After a while she said, ‘Poor Ed.’
A few minutes later Catherine was gone. She had to go to lunch at Hartlepool Hall.
‘Will you come back here later?’
‘I don’t know - will you be here?’
‘Probably. I’ve nowhere else particular to go, so I might as well put all the cases of wine back in their proper places and tidy this lot up.’
‘If I can, I will,’ she promised, but I wondered if she would. As soon as she left the spell of the undercroft and Caerlyon and got herself outside into the sunshine, common sense would reassert itself. She would go back to Hartlepool Hall as if nothing had happened. She would go back to the groove of her life and run along it, through to marriage, and childbirth, and beyond.
‘When will you tell Ed?’ I asked.
‘I don’t know,’ she said. ‘Not today. His father’s just died.’ Then she was gone, and I was alone in the undercroft.
For an hour or so I struggled with wooden cases. My memory was not Francis’s, but somehow the place rearranged itself. By some instinct I put this case back on top of that one, a Pomerol next to a Sauternes, in no especial order except I think that, in its very randomness, the place was almost as it had been before Teddy Shildon had disturbed it. It was as if Francis was whispering in my ear, telling me which case to put on top of which other, until it was as he remembered it. Then I sat down and found a half-empty bottle of white wine and poured myself a glass.
The candles were all out, and put away, and I had turned the lights on. I felt like the verger of a cathedral after the congregation has gone, when the echoing space has fallen quiet, and the saints stare blindly from the stained-glass windows, and the knights lie quiet on their tombs. The peace of the undercroft washed through me, and I felt calm - calmer than I had felt for days and weeks.

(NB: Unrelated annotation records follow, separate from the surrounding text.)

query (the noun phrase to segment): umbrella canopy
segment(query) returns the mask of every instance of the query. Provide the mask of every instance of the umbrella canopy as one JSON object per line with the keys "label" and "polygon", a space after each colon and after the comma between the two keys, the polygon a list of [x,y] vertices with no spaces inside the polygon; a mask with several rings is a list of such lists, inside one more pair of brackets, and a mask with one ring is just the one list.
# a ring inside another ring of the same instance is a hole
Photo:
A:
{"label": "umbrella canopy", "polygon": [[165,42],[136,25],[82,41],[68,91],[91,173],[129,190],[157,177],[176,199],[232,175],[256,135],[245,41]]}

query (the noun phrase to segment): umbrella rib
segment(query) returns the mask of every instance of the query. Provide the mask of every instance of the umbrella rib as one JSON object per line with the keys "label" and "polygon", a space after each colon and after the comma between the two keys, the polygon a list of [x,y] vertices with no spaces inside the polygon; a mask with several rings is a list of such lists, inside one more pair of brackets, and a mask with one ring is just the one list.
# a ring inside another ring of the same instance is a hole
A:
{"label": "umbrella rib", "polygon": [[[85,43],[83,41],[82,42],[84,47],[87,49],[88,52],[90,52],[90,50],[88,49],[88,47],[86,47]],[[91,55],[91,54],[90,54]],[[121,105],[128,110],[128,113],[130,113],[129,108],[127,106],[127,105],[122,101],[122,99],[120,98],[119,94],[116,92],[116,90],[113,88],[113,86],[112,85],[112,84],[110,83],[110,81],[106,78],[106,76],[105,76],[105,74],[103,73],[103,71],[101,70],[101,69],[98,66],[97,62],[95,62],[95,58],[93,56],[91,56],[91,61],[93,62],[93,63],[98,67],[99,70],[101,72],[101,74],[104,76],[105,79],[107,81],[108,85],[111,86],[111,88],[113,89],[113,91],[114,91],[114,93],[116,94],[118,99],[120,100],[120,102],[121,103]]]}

I wondered if Catherine would come back. But it was no longer the burning anxiety I had felt before, that she had forgotten me and settled down with Ed, and closed the door on the secret garden that I had wandered into one spring evening many months ago. Now I knew that she had, at least, not forgotten me. Very probably, if she tried to break her engagement with Ed, she would be overwhelmed by the emotional forces of the two families combined against her: Simmondses and Plenders. Whatever was going to happen next would happen; I did not feel there was anything more I could do except await events.
I sat and sipped my wine and thought about Francis. He was still so real to me - not the emaciated old man who had been lying upstairs on his bed until a few days ago. I remembered Francis as he had been when I had first met him: tall, elegant, saturnine. I felt that that version of Francis was still somewhere in the cellar, watching me, approving of me as I embraced Catherine, guiding me, as I reorganised the cases of wine.